Studio album by JJ Lin
- Released: 27 December 2014
- Recorded: 2014
- Genre: Mandopop
- Language: Mandarin
- Label: Warner

JJ Lin chronology
| Stories Untold (2013) | Genesis (2014) | From M.E. to Myself (2015) |

Singles from Genesis
- "Brave New World" Released: 2 December 2014; "If Only" Released: 15 December 2014; "The Romantic" Released: 8 January 2015; "Beautiful" Released: 11 February 2015;

= Genesis (JJ Lin album) =

Genesis (新地球) is the eleventh studio album by Singaporean singer JJ Lin, released on 27 December 2014 by Warner Music Taiwan. The album feature collaboration with Jason Mraz, G.E.M., and Jung Yong-hwa.

==Promotion==
On 10 December 2014, a Music Video Premiere event was held at Huashan1914 Creative Park.
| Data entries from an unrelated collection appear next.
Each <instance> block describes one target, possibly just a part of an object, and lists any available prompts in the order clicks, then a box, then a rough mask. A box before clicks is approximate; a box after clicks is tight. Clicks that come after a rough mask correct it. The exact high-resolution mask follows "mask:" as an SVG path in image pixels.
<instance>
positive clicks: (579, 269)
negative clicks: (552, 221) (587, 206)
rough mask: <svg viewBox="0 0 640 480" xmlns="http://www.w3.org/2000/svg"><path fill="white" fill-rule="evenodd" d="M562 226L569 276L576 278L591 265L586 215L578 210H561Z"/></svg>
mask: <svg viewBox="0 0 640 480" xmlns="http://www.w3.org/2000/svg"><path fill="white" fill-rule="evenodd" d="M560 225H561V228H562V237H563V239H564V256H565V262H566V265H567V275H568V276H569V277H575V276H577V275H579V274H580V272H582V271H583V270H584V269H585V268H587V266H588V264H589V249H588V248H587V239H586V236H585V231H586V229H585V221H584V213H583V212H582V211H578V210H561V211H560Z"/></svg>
On 24 December 2014, a press conference was held in Taipei. As the event was held on Christmas's Eve and to commemorate JJ Lin's tenth year in the music industry, a "Genesis Christmas Tree" was presented to him.

==Track listing==

Genesis – Standard edition
| No. | Title | Lyrics | Length |
|---|---|---|---|
| 1. | "迴" (Flashback) |  | 2:13 |
| 2. | "新地球" (Brave New World) | Eric Lin (林秋離) | 4:37 |
| 3. | "水仙" (The Gardens) | Tina Wang (王雅君) | 4:01 |
| 4. | "浪漫血液" (The Romantic Blood) | Daryl Yao (姚若龍) | 4:33 |
| 5. | "黑鍵" (Black Keys) | Mayday Ashin (五月天 阿信) | 5:28 |
| 6. | "手心的薔薇 featuring G.E.M. 鄧紫棋" (Rose in the palm of your hand) | Yvonne Lin (林怡鳳) | 4:40 |
| 7. | "可惜沒如果" (If Only) | Albert Leung (林夕) | 4:58 |
| 8. | "I Am Alive featuring Jason Mraz" | JJ Lin, Jason Mraz, Michael Natter, Nancy Natter | 4:26 |
| 9. | "愛的鼓勵" (Love Encouragement) | Wu Qing-feng (吳青峰) | 3:49 |
| 10. | "茉莉雨" (Jasmine Raindrops) | Vincent Fang (方文山) | 4:17 |
| 11. | "生生" (The Beacon) | Yvonne Lin (林怡鳳) | 4:18 |
| Total length: |  |  | 47:20 |

Genesis – Human Disc 2
| No. | Title | Lyrics | Length |
|---|---|---|---|
| 1. | "Checkmate featuring Jung Yong-hwa" | JJ Lin, Jung Yong-hwa | 3:57 |
| 2. | "Lamando" | Color Lee (李若君) | 4:18 |

==Accolades==

List of awards
Year: Award; Category; Nominated work; Result; Ref.
2015: Global Chinese Music Awards; Best Composer; "If Only"; Won
Top Twenty Hits: Won
Global Chinese Golden Chart Awards: Best Producer; Genesis; Won
Top Twenty Hits: "Brave New World"; Won
QQ Music Awards: Best Producer (HK/Taiwan); Won
Best Mandarin Album (HK/Taiwan): Genesis; Won
V Chart Awards: Best Producer (HK/Taiwan); Won
2016: Hito Music Awards; Hito Best Producer; Won
Top Ten Chinese Songs of the Year: "If Only"; Won

== Charts ==

===Weekly charts===

| Chart (2015) | Peak position |
|---|---|
| Hong Kong Albums (HKRMA) | 6 |
| US World Albums (Billboard) | 9 |

===Year-end charts===

| Chart (2014) | Position |
|---|---|
| Taiwanese Albums | 2 |

| Chart (2015) | Position |
|---|---|
| Taiwanese Albums | 8 |

== Certifications ==

| Region | Certification | Certified units/sales |
| Singapore (RIAS) | Platinum | 10,000^{*} |
| Taiwan | — | 95,000 |
^{*} Sales figures based on certification alone.